Danielle Honigstein
I actually didn’t know what programming was before I arrived at university. I knew since I was 8 that I wanted to be a physicist, because I asked a lot of questions, and at some point I started asking “What do I need to learn to know the answer to this question…?” and the answer was always “Physics”. And in high school (only girl out of 11 in physics ) I discovered lasers.
Lasers are cool.
So obviously I wanted to learn physics. I considered Physics and Music, but in the end I decided on Physics and Computer Science, because I figured programming would be very useful as a physicist. And slowly I became more and more hooked.
The epiphany came somewhere in the middle of my PhD in Applied Physics. I had been working as a programmer for a few years by then, and after spending roughly 3 months aligning the *@#$ system for my experiment in physics I realized that I actually enjoy programming more. You get a result so fast. It might not be the result you want, but at least you get feedback quickly. And you can create almost anything, from a mobile app for research to an abstract video.

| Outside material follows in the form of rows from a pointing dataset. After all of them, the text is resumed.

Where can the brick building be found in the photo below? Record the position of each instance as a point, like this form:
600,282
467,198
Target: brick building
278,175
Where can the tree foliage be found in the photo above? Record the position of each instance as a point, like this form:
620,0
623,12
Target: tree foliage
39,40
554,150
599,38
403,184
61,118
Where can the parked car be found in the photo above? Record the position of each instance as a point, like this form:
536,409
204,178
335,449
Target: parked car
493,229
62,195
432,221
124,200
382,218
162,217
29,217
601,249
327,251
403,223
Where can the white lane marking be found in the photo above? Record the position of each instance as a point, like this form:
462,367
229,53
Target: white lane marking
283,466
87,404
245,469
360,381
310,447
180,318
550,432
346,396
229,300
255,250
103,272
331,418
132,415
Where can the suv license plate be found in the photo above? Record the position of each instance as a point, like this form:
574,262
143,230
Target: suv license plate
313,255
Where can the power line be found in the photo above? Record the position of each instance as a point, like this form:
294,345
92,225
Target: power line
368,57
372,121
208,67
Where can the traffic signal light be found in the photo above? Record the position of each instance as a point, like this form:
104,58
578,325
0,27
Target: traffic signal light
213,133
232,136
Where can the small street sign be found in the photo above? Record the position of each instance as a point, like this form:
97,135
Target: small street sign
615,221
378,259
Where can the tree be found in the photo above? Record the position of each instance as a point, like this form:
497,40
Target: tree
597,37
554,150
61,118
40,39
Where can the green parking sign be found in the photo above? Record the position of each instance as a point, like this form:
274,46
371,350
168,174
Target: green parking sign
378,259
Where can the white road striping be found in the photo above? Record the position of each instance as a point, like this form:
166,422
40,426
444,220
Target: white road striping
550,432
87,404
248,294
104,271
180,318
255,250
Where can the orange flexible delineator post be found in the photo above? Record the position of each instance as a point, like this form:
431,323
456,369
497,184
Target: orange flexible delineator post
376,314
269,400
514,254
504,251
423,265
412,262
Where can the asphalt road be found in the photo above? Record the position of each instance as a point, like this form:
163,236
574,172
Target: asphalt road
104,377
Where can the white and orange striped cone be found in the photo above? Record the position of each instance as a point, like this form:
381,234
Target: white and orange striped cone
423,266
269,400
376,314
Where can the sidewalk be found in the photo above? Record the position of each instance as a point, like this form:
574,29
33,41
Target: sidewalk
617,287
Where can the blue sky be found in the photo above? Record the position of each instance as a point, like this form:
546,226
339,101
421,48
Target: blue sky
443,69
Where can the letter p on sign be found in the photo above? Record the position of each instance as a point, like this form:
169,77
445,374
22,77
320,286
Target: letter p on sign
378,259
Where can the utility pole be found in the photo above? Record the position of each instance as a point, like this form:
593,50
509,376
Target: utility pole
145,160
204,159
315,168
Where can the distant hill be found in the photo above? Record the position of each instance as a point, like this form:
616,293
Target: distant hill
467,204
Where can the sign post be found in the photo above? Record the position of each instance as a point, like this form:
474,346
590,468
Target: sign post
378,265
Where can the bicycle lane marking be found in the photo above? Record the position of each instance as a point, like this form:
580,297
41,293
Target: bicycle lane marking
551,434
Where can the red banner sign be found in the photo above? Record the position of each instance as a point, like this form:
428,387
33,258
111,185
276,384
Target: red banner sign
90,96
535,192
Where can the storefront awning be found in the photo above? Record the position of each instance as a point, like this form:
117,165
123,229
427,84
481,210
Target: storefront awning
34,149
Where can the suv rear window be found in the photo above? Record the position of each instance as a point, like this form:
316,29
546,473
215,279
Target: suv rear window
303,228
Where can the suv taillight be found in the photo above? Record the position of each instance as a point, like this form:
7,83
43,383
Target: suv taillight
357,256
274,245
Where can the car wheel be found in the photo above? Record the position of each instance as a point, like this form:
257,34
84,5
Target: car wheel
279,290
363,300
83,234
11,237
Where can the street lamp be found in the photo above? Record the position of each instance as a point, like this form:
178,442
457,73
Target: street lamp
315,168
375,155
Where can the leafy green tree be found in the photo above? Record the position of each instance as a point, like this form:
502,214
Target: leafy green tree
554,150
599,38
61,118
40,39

So I started working as a physicist and programmer, and then I programmed for physicists, and now I’m programming for (mostly) neurobiologists at the Olfaction Lab at the Weizmann Institute of Science.
I also play sing and play the piano. I have some songs in YouTube, most of them with videos at least partially done in Processing. The site also has p5.js sketches, all my sketches are free for commercial and personal use with attribution (BSD 3-clause license).
I’m also a (mostly) mobile programmer at Sniff Logic, where we turn nasal airflow into communication and information.
I taught Computer Science at a high school for two years, and I loved teaching. When I’ll have the time for it I will probably go back to it.
I’m married with 3 awesome kids.
I program in Flutter, Android (Java), Swift, Drupal (HTML, JavaScript, css, PHP, yml), LabVIEW, Matlab, Arduino (C), Python, Processing (Java), Unity, C (for embedded firmware) and I probably forgot something .
In this blog I’ll highlight anything that strikes me as interesting. Come join me, we’ll have fun.